Quizá porque ha escrito el libro con casi 70 años, y a esas edades
hemos aprendido ya a desdeñar el deterioro de nuestra imagen ante los demás,
Trivers nos descubre sin pudor algunas anécdotas personales en las que no sale
muy bien parado, y no tiene reparo alguno en retratarse como izquierdista en
sus digresiones políticas. Lo más aconsejable del libro es sin duda el capítulo
13, sobre el autoengaño y las ciencias sociales, donde el autor, en la línea de
las propuestas de la Tercera Cultura,
aboga por cerrar de una vez la brecha
que separa a la biología y la psicología evolucionistas de la economía.
Adoptando esta última perspectiva, quisiera aquí centrarme en
uno de esos ámbitos en los que el (auto)engaño está
cobrándose un enorme tributo en la sociedad de forma un tanto insidiosa, sin
que nadie se atreva a reconocerlo abiertamente.

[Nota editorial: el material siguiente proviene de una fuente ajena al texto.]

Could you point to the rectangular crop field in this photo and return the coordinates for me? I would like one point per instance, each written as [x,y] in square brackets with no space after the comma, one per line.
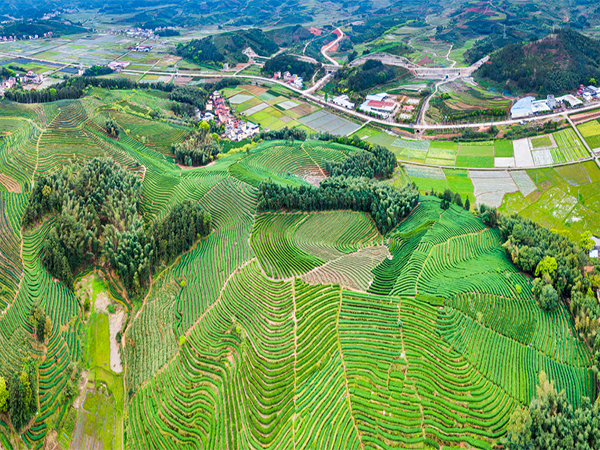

Elijo como ejemplo el sector bancario, pero en cualquier otro
sector los profesionales con responsabilidades intermedias conocen bien el
problema, toda vez que lo sufren diariamente ya sea en la soledad de sus
cubículos o en su interacción con clientes indignados que acaban perdiendo la
paciencia.
Al pasar frente a las sucursales de los dos “grandes” de
España, sorprende que todo transcurra aparentemente con tranquilidad. No vemos
salir rayos y truenos de la oficina; no llegan hasta nosotros las voces
metálicas empleadas por unos sistemas de seguridad kafkianos que siguen ahí
años después de constatada su falta de eficacia, como no sea para hacer perder
el tiempo y los nervios a los clientes y para desconcentrar a los empleados; no
vemos a estos salir corriendo a la calle con los ojos desencajados para hacerse
el haraquiri con un bolígrafo o golpearse el cráneo con una impresora enchufada
a su trasero… Si ignoramos esos piquetes ocasionales de preferentistas
sedientos de venganza, todo parece en orden. Sin embargo, el interior de las
oficinas es escenario de una guerra sin cuartel: los asesores de la clientela luchan
cuerpo a cuerpo con las máquinas, perdiendo un día tras otro la batalla librada
para intentar domeñar el software en continua mutación que las anima. Se supone
que los programas empleados deberían ahorrarles trabajo y permitirles ofrecer
un mejor servicio a los clientes, pero ocurre todo lo contrario. El problema
radica en las decisiones adoptadas por los máximos dirigentes de esas
entidades, que se creyeron un día el cuento de que la informática todo lo
puede, en particular por lo que se refiere a justificar despidos o generosas
prejubilaciones a costa de los contribuyentes.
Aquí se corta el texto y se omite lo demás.